Le SMS pourrait être davantage utilisé pour un rappel de rendez-vous (81%), confirmer une heure d’audience (71%), recevoir un rappel de pièces justificatives à fournir (+ 70%). C’est déjà pratique courante aux Pays-Bas ou en Turquie.

Dans plusieurs pays européens, les informations sur les délais prévisibles par type d’affaire sont disponibles dans chaque tribunal aux bornes d’accueil. Le justiciable peut suivre l’avancement de sa procédure au guichet d’accueil ou bien en ligne.
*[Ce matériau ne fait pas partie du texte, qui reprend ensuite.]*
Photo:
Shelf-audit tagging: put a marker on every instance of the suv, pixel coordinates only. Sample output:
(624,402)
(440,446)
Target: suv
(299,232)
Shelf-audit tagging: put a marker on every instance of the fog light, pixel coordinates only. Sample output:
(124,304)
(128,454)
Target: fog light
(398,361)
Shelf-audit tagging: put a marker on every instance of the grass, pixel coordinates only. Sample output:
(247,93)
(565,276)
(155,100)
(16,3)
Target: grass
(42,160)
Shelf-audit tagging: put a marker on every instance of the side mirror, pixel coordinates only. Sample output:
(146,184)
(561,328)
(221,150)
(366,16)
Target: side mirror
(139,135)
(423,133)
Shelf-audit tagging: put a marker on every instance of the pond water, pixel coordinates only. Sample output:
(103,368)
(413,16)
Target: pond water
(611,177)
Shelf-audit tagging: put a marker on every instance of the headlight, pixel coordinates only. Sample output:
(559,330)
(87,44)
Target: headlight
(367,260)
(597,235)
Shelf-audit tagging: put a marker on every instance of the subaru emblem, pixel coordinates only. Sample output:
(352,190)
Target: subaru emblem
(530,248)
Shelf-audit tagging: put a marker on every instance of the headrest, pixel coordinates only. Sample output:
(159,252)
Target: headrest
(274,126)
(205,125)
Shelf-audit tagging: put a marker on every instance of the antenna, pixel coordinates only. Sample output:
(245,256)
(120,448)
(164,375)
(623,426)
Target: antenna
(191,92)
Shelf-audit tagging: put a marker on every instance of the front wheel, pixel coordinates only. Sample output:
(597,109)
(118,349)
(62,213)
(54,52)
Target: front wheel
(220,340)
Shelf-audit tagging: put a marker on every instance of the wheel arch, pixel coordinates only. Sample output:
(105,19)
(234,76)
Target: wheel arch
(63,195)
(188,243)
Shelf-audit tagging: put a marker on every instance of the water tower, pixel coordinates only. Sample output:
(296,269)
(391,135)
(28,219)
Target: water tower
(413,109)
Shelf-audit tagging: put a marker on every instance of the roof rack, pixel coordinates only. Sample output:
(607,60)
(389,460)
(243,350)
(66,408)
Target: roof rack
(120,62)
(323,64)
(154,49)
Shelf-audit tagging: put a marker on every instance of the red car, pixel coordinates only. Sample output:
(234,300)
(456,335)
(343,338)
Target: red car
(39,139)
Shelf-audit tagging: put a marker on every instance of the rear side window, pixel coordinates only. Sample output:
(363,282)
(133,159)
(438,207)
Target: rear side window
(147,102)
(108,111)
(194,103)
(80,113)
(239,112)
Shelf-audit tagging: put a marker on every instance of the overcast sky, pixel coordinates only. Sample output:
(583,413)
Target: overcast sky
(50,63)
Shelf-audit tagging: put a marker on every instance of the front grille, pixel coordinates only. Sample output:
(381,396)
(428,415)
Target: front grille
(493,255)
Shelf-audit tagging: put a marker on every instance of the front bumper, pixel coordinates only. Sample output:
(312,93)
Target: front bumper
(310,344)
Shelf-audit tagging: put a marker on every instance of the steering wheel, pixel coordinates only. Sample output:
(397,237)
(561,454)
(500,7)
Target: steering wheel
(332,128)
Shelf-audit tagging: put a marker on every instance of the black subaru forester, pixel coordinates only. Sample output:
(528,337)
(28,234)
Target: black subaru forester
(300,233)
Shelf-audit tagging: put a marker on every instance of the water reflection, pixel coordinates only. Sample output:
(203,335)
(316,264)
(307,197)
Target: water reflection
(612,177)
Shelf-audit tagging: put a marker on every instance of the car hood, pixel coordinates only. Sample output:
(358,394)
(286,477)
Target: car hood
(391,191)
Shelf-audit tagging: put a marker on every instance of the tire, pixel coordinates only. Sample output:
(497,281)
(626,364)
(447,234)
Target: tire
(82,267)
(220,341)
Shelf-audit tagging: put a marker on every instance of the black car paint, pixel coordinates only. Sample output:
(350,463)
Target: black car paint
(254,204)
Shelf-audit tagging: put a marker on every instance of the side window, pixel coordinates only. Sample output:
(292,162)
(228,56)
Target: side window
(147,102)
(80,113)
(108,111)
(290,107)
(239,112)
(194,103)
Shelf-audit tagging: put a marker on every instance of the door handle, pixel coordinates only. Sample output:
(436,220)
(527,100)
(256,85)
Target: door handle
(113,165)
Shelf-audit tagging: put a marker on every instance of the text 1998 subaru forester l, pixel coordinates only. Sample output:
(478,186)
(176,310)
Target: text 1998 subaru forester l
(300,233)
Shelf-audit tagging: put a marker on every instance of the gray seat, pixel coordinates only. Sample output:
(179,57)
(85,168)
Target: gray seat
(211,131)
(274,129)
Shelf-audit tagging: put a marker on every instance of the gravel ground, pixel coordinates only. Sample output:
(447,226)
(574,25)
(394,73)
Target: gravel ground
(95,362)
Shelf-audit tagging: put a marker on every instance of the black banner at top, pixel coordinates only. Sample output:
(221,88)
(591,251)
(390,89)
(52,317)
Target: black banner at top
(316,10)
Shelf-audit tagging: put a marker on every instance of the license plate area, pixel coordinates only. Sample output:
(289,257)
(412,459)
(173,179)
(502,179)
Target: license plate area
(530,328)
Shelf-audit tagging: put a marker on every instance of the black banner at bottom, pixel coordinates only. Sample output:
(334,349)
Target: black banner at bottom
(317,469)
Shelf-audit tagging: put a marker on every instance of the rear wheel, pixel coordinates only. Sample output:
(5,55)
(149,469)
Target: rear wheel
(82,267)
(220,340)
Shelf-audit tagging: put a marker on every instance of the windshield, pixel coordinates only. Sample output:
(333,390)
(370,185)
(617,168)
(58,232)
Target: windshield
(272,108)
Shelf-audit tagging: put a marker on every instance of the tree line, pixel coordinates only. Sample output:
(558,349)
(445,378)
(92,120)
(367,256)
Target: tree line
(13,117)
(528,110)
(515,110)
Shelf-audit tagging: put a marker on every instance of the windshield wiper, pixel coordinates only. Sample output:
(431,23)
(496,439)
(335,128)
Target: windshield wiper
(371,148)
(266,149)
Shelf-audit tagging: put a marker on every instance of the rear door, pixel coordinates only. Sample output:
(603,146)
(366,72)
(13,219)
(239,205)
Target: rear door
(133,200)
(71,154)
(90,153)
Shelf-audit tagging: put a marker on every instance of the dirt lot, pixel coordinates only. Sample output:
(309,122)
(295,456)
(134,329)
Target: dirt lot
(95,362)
Comment les nouvelles technologies permettent-elles (ou pourraient-elles permettre) d’améliorer la qualité de la justice ? Selon un site Internet intermédiaire en matière de justice, par une « meilleure information légale des justiciables des partages d’expériences contribuant à la démystification de l’accès au juge pour les litiges les plus simples ». Mais aussi par l’émergence de nouveaux outils permettant de saisir la justice en ligne dans le respect des dispositions légales. La standardisation de la procédure n’implique en aucun cas la standardisation de la justice ou de ses décisions. La procédure judiciaire, pour les litiges relevant du juge de proximité ou du tribunal d’instance, est extrêmement normée, et donc parfaitement adaptée à l’outil informatique.